No one will ever guess our real identities.”
They gave each
other a quick kiss for luck and then stepped out onto the busy sidewalk. People
rushed by them without giving them so much as a glance.
“How are we
going to tell which ones are witches?” Sean asked. “They all look like witches
to me. I mean, none of them are even white.”
“Well, Giant
Hands, there is one way,” Donald began.
“No, you’re
Giant Hands,” Sean corrected. “I’m Giant Talent. Remember?”
“Oh. Well,
Giant Talent, there is one way, one easy way, to tell if a woman is a witch.

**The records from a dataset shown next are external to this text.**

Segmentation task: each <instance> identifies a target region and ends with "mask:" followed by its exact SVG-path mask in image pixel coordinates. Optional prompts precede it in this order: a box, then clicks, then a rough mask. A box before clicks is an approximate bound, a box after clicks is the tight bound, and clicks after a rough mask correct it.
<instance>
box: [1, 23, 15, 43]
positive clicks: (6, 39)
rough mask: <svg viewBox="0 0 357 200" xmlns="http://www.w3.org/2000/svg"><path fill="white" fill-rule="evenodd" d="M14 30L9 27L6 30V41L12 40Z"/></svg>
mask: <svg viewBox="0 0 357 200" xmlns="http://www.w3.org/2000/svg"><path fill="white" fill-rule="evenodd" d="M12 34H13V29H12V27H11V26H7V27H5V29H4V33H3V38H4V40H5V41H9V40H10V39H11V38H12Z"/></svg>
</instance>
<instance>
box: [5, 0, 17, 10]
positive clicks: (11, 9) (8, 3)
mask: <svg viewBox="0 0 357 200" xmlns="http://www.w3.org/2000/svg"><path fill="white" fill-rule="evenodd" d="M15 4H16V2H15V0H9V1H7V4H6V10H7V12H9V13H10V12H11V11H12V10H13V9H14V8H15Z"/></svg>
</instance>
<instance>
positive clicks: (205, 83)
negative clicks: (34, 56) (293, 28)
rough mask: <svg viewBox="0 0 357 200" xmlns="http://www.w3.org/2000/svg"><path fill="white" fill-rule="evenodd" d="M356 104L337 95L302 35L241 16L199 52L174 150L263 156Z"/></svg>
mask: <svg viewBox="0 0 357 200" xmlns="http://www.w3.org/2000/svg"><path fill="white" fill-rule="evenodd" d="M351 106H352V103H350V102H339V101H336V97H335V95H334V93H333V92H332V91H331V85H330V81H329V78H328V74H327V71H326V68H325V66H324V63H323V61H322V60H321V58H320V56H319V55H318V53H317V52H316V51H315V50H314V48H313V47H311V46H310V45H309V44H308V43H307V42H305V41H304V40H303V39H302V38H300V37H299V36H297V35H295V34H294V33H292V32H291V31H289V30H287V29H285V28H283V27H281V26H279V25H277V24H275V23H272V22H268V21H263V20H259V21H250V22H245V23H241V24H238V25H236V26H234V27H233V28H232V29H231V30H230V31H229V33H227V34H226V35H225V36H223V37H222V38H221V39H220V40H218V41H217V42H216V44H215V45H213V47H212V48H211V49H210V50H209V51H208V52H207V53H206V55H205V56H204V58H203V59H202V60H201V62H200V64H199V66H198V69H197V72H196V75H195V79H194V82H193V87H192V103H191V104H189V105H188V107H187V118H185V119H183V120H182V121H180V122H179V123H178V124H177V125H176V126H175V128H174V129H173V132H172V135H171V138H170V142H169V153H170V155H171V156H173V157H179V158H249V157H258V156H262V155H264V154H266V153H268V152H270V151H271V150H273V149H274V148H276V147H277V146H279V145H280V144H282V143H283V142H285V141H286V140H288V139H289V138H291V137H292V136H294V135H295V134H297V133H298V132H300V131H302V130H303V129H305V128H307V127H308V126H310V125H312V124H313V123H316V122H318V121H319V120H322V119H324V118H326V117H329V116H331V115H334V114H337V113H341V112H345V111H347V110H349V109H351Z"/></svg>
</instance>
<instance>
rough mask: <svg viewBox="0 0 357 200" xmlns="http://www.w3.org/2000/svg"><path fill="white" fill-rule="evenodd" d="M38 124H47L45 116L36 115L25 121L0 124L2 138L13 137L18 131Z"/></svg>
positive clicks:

But to perform this test, I am going to have to reveal to her my true identity.”
“Is that safe?”
“It is a risk
we must take. For you see, only a witch will spurn my sexual advances. It is
because they’re not real women. They’re monsters who must be destroyed.” Sean
quickly agreed, but felt overwhelmed by the sheer number of women on the streets
of New York. However, luck was on their side that day, for the very first woman
they confronted turned out to be a witch.
They chose a
dark-haired beauty because Donald said, “Anyone who looks like Ivanka is going
to be attracted to me and therefore not a witch.” This woman was dressed all in
black, but that wasn’t enough to make Donald confident that she was a witch. In
fact, for a moment Donald hoped she wasn’t a witch. “This girl is hot,” Donald
whispered to Sean. “Not as hot as Ivanka, but still very hot.”
“Don’t worry,
Donald, I will be ready,” Sean told him.
Donald stepped in front of the woman and
said, “Hi, I’m Donald Trump.” He then grabbed her by the pussy. The woman
screamed and tried to hit him with her purse, but Sean was on that witch like a
shot, forcing a large canvas sack over her head.
“I’ve got her!”
Sean exclaimed.
“Great!”
Donald shouted. “Now let’s get her back to D.C. before Sanders really does
start talking.”
When they
arrived at the press briefing room, Sanders was still keeping the reporters
busy. “Here, girl,” Trump whispered, and tossed a red rubber ball into the
hallway. Sanders bounded after it, and Donald took her place at the podium.
“Ladies and
gentlemen of the press,” he began. “For a long time now I have been the unfair
target of a witch hunt. Most of you know this is ridiculous, since only women
can be witches. Still, the unfair attack has continued. Until now.” Donald
paused for dramatic effect. “For today, with the help of Sean Hannity, I – the greatest
witch hunter the world has ever seen – have captured a witch.” He motioned for
Sean Hannity to come forward. Sean dragged the large canvas bag over to the
podium. “Today I give the American people what they want: a real, live –”
Sean
interrupted Donald, whispering something in his ear.
“No?
Suffocated in the trunk?” Donald said. “Well, it was a long drive. And we did stop for those burgers. And those other burgers.” He then turned back to the cameras. “I
give the American people a real witch.” Sean then dumped the witch’s body onto
the floor next to the podium. The reporters gasped, and then they all
applauded. Donald Trump was once again their hero.